Attackers know about this type of misconfiguration, and often wield automated tools designed to discover and exploit it.

Tamnoon recently identified this exact risk in a large entertainment company; key stakeholders were alarmed at the risk but pleasantly surprised with the ease of the remediation process. After noting the risk as critical per Wiz, Tamnoon not only provided the customers with an automated remediation solution, but also analyzed their cloudtrail to see if any of the instances of misconfigurations were exploited.
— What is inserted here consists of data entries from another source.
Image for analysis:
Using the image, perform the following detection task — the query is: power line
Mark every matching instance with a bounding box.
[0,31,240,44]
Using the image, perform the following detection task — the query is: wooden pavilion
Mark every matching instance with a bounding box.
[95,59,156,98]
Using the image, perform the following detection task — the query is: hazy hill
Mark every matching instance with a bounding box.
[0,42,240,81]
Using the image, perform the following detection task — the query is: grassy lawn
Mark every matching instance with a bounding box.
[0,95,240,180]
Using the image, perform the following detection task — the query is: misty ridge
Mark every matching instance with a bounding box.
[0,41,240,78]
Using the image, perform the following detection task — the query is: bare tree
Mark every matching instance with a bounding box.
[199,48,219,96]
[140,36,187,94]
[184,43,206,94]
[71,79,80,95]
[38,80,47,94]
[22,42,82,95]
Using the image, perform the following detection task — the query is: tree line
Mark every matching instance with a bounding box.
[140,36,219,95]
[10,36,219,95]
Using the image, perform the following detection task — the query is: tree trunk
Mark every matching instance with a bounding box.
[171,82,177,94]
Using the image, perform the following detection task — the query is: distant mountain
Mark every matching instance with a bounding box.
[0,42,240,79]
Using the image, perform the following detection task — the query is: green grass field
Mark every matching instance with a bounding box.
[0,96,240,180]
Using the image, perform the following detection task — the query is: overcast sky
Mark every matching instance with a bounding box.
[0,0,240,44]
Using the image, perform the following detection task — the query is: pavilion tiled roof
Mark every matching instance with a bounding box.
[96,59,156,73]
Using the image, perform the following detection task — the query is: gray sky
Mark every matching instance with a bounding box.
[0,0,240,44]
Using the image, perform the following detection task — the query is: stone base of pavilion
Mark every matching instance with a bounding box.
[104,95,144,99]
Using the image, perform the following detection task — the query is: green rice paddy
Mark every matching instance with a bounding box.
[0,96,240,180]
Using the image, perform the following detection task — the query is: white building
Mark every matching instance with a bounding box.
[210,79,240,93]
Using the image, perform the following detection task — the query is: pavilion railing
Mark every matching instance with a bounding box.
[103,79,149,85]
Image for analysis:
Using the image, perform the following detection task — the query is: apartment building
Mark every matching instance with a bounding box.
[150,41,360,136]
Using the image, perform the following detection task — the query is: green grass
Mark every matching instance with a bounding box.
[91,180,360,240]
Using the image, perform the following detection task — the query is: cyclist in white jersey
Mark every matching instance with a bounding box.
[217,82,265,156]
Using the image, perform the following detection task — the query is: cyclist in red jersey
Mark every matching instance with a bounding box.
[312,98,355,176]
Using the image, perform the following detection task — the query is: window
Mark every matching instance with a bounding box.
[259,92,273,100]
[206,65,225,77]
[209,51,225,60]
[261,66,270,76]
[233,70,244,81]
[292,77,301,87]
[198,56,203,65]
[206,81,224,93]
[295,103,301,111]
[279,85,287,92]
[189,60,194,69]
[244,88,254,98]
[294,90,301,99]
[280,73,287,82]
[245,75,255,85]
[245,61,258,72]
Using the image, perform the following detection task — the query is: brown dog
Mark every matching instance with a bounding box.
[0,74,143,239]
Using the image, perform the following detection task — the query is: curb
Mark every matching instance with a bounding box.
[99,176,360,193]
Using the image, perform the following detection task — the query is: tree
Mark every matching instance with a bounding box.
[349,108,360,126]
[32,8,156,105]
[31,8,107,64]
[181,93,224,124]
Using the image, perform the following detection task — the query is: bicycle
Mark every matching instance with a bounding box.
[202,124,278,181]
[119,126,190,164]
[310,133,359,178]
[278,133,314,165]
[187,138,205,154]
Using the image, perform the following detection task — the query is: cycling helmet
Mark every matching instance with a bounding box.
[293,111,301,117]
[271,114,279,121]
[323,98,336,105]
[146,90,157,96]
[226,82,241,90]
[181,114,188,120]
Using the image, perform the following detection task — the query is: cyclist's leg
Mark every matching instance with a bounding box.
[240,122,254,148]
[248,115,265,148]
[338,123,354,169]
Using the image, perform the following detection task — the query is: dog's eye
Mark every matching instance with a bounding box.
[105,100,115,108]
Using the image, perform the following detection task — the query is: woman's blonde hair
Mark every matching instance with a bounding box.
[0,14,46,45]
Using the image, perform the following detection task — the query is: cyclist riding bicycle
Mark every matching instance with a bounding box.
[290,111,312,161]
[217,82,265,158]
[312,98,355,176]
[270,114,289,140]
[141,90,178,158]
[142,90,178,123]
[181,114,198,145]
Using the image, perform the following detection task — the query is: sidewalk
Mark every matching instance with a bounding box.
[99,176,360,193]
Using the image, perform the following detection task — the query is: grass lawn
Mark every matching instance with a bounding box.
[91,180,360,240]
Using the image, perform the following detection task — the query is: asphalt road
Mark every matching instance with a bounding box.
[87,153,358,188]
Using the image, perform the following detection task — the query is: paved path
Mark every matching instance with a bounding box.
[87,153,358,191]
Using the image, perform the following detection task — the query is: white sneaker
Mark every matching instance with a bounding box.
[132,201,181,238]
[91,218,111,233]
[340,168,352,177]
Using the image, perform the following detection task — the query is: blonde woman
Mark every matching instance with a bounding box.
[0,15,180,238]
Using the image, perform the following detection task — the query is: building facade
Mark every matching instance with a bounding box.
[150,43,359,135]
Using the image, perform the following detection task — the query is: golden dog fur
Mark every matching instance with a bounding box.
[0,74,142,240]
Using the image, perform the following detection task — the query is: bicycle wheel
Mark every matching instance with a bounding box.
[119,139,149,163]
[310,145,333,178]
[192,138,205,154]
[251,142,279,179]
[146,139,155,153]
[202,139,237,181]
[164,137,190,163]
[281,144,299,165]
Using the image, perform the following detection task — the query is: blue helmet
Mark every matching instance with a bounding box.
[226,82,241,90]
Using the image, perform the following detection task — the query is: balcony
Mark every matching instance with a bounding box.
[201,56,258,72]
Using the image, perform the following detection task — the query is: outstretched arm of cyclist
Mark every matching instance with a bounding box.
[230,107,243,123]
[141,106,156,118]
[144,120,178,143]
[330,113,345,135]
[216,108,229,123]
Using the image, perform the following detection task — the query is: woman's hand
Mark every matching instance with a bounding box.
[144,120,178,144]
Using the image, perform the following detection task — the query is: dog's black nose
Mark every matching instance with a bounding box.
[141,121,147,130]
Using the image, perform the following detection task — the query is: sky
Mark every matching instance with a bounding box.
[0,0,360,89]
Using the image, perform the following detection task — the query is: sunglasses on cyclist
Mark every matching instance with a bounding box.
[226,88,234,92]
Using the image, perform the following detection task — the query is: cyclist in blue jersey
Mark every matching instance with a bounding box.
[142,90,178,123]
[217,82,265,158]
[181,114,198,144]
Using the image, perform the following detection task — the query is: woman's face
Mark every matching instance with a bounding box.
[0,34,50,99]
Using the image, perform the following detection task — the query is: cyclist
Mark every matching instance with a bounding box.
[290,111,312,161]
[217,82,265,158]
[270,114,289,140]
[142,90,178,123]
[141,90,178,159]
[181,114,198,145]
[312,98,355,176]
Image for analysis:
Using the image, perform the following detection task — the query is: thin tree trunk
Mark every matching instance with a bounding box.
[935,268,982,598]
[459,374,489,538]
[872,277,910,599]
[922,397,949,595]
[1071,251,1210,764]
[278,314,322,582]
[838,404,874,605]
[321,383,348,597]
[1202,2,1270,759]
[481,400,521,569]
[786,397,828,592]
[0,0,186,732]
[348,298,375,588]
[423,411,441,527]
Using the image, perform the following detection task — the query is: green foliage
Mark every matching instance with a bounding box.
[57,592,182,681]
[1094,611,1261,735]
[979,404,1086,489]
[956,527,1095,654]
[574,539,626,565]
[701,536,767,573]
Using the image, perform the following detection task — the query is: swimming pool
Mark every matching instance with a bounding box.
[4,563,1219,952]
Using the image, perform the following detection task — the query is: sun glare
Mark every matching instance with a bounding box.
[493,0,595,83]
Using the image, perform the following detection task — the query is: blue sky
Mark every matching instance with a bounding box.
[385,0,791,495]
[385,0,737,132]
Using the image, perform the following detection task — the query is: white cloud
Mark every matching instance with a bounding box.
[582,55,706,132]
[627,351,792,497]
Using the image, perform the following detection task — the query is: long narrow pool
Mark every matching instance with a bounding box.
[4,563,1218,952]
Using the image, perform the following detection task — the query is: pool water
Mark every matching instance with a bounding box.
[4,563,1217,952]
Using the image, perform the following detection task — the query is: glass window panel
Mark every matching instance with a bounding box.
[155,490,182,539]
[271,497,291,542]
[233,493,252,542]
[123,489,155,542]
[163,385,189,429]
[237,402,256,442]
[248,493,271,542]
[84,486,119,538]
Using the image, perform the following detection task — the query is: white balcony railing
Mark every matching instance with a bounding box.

Luckily, in this instance, no exploits were identified.

 


 

Remediating “low-hanging fruit” misconfigurations

 

The least-disruptive remediation of misconfigured S3 buckets involves a 3 step process:

  1. Get the current ACL of each bucket
  2. Remove from the ACL the global permission to READ_ACP and WRITE_ACP
  3. Apply the modified ACL to the bucket

In most cases, there is a simpler way to reset the bucket ACL:

aws s3api put-bucket-acl --bucket <bucketname> --acl private (or public-read, or public-read-write, or authenticated-read)

More information on this solution here.

 


 

Detecting Exploits

 

Having a global “WRITE_ACP” should be considered a critical, highly exploitable vulnerability and should be investigated for possible exploitation.

In this case, any changes to these buckets’ ACLs should be individually investigated. Changes to S3 ACLs are recorded in cloudtrail. The API call to look for in cloudtrail is PutBucketAcl.

Any and all such calls for the vulnerable buckets should be considered highly suspect and the activity of any user that was granted access via such API call should be further tracked. This can be done using the AWS CLI by running the following command in each account and region where the misconfiguration was identified.

aws cloudtrail lookup-events --lookup-attributes AttributeKey=EventName,AttributeValue=PutBucketAcl --region example-region

 

Summary

 

Getting early wins in triaging alerts and mitigating risks is crucial for the success of new or revamped cloud monitoring programs. When starting out, remediation teams need to focus on findings whose remediation would provide a great return on low investment, and pave the way for addressing more complex issues at greater cost.

When using Wiz, one way of locking down these early wins is to focus on findings generated by Cloud Configuration Rules – detecting high risk misconfigurations with a very low chance of intentionality. These rules and their findings are your proving ground for an effective cloud monitoring program.